When one door closes, rest assured, another will always open.

16-year-old Haley Higdon has a better analogy for life..."softball."

A game of strikes, balls, home runs and strikeouts. It's her life, in a nutshell. But about a year ago, her life literally flipped upside down.

A car crash.

Doctors tried to save her right hand, but eventually decided it was best to remove her four fingers. Then, last fall, she got a mechanical, prosthetic hand that's valued at more than $110,000. It was donated by Hanger, Inc.

Since February, Higdon has been in rehab two days a week at Lakeshore Rehab Hospital.

"I haven't gotten to the point where I use it outside of home or therapy yet, because I'm not to that point," Higdon said.

But...she's almost there.

"I just want to be an inspiration, I guess, to other people," she said.

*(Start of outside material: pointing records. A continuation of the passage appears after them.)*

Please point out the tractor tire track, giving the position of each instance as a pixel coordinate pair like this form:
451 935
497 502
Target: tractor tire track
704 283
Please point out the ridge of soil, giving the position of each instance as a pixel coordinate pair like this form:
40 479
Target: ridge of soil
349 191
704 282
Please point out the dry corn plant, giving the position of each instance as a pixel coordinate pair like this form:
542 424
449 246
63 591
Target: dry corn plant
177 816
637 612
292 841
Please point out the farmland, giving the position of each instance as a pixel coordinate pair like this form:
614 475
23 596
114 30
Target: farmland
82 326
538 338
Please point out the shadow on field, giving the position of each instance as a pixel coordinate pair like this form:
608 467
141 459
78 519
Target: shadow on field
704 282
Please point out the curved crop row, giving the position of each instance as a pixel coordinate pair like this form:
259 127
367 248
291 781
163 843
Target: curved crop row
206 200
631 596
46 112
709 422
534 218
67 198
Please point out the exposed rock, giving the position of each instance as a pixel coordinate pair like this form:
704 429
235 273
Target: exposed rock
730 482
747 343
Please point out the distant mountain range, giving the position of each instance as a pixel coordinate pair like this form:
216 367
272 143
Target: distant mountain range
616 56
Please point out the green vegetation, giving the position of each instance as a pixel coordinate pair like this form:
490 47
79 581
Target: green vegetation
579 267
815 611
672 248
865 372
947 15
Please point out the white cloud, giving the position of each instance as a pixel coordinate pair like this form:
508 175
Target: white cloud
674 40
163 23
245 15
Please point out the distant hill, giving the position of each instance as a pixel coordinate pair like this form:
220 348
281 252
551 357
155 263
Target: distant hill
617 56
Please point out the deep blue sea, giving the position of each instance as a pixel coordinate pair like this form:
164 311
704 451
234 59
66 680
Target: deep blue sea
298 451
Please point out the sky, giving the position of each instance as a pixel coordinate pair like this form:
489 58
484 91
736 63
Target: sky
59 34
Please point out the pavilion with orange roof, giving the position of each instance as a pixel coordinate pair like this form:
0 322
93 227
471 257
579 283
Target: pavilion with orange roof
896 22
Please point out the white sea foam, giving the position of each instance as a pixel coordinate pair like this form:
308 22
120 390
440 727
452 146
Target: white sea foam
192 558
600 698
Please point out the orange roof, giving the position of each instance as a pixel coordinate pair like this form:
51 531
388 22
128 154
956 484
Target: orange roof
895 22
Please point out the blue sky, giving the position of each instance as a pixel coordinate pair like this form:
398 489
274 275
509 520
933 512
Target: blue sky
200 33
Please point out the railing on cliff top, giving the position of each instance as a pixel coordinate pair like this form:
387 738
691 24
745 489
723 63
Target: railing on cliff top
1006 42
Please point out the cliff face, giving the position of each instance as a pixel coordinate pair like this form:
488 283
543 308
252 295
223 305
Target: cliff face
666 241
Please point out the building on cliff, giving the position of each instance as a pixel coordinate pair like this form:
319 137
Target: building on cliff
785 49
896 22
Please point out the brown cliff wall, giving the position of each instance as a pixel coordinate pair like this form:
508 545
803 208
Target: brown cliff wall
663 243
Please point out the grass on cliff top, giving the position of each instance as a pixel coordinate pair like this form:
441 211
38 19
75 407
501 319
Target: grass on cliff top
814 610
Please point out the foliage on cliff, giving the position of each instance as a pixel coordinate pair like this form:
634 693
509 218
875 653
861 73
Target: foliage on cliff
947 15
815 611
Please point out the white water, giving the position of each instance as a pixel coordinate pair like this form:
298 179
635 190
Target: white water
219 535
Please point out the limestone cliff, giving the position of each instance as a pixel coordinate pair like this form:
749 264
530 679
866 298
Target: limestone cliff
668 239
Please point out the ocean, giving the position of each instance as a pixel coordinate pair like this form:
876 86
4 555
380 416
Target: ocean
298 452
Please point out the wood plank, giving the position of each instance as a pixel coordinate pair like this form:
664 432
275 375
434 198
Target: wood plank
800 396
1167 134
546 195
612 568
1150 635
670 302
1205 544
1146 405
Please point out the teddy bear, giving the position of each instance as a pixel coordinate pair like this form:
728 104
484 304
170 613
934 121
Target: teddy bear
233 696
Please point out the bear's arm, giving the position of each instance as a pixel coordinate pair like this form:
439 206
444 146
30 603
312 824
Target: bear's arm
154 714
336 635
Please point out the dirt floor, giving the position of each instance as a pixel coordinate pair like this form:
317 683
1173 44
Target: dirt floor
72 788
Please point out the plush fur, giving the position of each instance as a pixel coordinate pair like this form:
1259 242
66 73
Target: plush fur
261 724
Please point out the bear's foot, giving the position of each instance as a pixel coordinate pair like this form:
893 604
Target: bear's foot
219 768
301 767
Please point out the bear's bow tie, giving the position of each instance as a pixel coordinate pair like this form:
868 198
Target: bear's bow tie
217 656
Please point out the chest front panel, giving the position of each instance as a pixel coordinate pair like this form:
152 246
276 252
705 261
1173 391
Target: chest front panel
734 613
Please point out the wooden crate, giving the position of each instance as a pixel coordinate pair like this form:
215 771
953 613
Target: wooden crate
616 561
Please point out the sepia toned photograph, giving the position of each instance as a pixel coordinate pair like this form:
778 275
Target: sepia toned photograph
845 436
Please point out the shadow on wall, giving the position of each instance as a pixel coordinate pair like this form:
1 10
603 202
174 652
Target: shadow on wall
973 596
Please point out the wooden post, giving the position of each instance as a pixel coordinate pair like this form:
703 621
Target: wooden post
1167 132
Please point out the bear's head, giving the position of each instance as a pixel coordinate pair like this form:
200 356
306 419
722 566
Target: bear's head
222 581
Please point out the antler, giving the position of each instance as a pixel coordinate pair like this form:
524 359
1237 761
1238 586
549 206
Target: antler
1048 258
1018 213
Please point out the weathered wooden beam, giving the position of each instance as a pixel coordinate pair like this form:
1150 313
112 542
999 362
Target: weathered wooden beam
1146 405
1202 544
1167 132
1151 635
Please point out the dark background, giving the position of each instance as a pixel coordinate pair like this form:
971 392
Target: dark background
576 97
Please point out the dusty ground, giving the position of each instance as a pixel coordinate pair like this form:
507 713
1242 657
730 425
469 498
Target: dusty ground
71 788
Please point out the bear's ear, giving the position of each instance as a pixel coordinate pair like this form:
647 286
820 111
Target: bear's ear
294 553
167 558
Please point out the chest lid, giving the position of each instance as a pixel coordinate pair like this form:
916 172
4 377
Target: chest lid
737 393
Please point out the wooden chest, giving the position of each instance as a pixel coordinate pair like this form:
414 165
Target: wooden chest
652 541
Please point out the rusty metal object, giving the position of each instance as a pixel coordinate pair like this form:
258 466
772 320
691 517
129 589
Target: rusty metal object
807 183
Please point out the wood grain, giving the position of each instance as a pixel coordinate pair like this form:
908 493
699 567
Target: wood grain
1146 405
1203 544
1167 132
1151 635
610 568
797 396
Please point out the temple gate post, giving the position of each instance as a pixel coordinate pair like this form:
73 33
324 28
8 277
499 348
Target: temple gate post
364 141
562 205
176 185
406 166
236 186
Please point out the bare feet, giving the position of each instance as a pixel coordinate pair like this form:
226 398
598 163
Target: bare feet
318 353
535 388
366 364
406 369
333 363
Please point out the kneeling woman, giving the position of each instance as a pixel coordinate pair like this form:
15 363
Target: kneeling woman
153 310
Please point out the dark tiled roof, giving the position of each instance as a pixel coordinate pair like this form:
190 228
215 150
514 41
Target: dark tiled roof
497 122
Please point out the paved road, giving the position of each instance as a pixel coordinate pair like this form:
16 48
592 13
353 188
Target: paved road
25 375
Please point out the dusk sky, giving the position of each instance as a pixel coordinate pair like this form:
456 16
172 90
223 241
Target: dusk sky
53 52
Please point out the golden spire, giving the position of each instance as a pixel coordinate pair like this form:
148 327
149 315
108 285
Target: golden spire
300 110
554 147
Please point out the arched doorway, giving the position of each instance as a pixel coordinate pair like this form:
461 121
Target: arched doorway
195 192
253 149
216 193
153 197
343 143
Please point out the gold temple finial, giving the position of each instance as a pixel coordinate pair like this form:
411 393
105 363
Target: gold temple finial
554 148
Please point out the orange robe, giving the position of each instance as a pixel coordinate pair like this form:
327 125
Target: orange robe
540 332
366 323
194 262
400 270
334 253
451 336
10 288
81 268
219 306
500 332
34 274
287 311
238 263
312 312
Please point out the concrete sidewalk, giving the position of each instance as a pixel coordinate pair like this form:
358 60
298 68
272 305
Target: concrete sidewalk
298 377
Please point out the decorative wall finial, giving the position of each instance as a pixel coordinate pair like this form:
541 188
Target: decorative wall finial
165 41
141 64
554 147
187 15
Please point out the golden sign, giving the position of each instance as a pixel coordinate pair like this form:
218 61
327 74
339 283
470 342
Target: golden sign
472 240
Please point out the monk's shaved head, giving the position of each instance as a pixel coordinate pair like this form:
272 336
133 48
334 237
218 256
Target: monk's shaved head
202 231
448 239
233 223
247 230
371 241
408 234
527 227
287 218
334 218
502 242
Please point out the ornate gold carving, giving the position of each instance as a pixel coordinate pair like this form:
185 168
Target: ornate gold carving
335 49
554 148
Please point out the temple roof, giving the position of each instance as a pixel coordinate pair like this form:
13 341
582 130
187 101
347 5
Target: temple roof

Soon, this teenager, who loves Mac and Cheese, math, purple and her dog...will inspire.

Rehab does more than strengthen muscles and ability. Hard work, a can-do attitude and a little laughter rebuilds what you lost, both physically and emotionally. It's what Higdon needed to get back in the game of softball...and life. It's restoring her passion and love for the game.

Saturday, that love hit the softball diamond.

It's what she's waited for, practiced for and yearned for. The teenager who hates being the center of attention took center stage herself to throw out the first pitch at the 2013 Opening Day for the Hoover Softball Association.

The pitch was a little high and a little outside. It was a perfect strike.

"There's something about that kid," Haley's mother, Judie Cummings, said. "She makes me really, really proud."

Cummings knows her daughter has been through what she has for a reason.

"I think God was preparing her for something," she said. "He's got something in mind for her because she's just been through so many hard things. She's just so strong."

Higdon says that reason is to encourage and inspire.

"And [children] might look up to me and make me their role model and if that happens to them I want them to know not to give up and to keep going," she said.

Higdon says you know when she's nervous because she constantly smiles. But, Saturday, the smile on her face was because of something else. It was a smile...of accomplishment.